Personal information
- Full name: Lucas Ezequiel Trecarichi Loiácono
- Date of birth: 12 February 1991 (age 34)
- Place of birth: Béccar, Argentina
- Height: 1.69 m (5 ft 7 in)
- Position: Winger

Youth career
- 2003–2004: River Plate
- 2005–2007: Leganés
- 2007–2008: Sevilla

Senior career*
- Years: Team / Apps / (Gls)
- 2008–2010: Sevilla B / 9 / (0)
- 2009: → Huracán (loan) / 11 / (1)
- 2010: → Ponferradina (loan) / 6 / (0)
- 2010–2011: CSKA Sofia / 5 / (0)
- 2012–2013: Unión San Felipe / 0 / (0)
- 2012: Unión San Felipe B / 4 / (3)
- 2013: Kallithea / 18 / (1)
- 2014: Jūrmala / 7 / (1)
- 2015: Deportivo Petapa / 10 / (1)
- 2016: San Martín Burzaco / 23 / (7)
- 2017–2018: Sportivo Barracas / 19 / (3)
- 2018: Rotonda / 6 / (1)

International career
- 2009: Argentina U20 / 2 / (1)

= Lucas Trecarichi =

Argentine footballer

Lucas Ezequiel Trecarichi Loiácono (/es/; born 12 February 1991) is an Argentine former footballer who played mainly as a left winger.

==Club career==
===Early years / Sevilla===
Born in Béccar, Buenos Aires Province, Trecarichi began his career at Club Atlético River Plate, being released in December 2004. In January of the following year, one month before his 14th birthday, he joined CD Leganés, moving to Spain with his parents and soon attracting interest from several clubs in Europe, which prompted the Madrid side to sign him to a five-year contract with a €3 million clause; he often trained with the main squad, but played only with the B-team.

In 2007, the youngster signed for Sevilla FC – as Arsenal was also interested– playing two seasons with the reserves in the second division with little success.
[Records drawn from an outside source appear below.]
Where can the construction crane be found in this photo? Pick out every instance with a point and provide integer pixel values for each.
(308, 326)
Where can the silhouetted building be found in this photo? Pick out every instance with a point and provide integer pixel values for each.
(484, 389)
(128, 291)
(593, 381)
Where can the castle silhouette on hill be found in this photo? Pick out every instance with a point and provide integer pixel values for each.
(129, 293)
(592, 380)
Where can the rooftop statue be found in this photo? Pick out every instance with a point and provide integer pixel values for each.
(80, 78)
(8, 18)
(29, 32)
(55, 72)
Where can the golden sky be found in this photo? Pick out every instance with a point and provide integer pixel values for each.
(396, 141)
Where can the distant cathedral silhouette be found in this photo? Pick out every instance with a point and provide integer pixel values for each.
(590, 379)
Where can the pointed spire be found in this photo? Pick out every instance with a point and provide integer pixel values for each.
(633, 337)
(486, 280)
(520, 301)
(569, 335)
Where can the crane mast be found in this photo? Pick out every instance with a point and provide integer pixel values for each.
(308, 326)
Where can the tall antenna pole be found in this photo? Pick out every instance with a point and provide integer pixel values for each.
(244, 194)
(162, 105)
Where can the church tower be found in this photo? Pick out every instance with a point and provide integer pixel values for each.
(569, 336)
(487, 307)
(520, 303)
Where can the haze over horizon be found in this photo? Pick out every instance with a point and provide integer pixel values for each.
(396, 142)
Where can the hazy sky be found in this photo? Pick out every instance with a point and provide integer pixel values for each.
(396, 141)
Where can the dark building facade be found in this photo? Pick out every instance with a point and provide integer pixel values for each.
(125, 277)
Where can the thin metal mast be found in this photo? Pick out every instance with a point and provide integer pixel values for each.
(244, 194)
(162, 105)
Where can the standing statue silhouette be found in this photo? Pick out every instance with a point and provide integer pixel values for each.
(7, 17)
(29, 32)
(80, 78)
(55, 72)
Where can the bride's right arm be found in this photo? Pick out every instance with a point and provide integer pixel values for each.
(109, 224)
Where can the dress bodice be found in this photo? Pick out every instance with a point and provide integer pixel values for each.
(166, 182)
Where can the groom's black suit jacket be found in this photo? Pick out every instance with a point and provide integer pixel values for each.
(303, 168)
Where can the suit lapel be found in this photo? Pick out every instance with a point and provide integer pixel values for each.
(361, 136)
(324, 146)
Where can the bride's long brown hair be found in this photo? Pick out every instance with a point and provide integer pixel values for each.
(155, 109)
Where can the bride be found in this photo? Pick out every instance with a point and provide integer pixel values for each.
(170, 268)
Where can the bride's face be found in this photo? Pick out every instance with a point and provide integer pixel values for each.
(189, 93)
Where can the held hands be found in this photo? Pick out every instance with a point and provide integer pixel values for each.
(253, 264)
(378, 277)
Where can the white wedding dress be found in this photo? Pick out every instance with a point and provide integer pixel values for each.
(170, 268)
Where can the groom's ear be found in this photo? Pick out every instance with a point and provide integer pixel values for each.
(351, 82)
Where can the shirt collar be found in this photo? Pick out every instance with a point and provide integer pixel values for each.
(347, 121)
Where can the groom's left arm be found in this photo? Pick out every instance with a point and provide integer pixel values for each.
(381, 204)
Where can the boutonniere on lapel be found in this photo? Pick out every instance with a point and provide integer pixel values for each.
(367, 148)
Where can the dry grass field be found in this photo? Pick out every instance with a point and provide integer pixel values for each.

Subsequently, Trecarichi was loaned to Club Atlético Huracán for six months, making his top flight debut on 3 September 2009 by coming on as a substitute in a 0–2 loss against Atlético Tucumán; on 7 October he scored his first and only goal for them, in a 2–2 draw at Club Atlético Tigre.

On 24 August 2010, after another spell in Spain, playing four months with lowly SD Ponferradina, Trecarichi moved teams and countries again, joining PFC CSKA Sofia of Bulgaria on a three-year contract. In the summer of 2011, however, he was released by the latter club.

===Unión San Felipe / Kallithea===
On 16 February 2012, Trecarichi signed with Chilean Primera División side Unión San Felipe as a free agent. He made appearances for the B-team in the Segunda División Profesional.

He spent the 2013–14 season in Greece with Kallithea FC, being relatively played as his team finished in eighth position in the second tier.

===FC Jūrmala===
Prior to the 2014 campaign, Trecarichi joined FC Jūrmala. He scored his first and only league goal on 12 April, in a 4–2 victory over FS METTA/Latvijas Universitāte.

==International career==
Trecarichi represented Argentina at under-17 and under-20 levels, appearing for the later at the 2009 Toulon Tournament.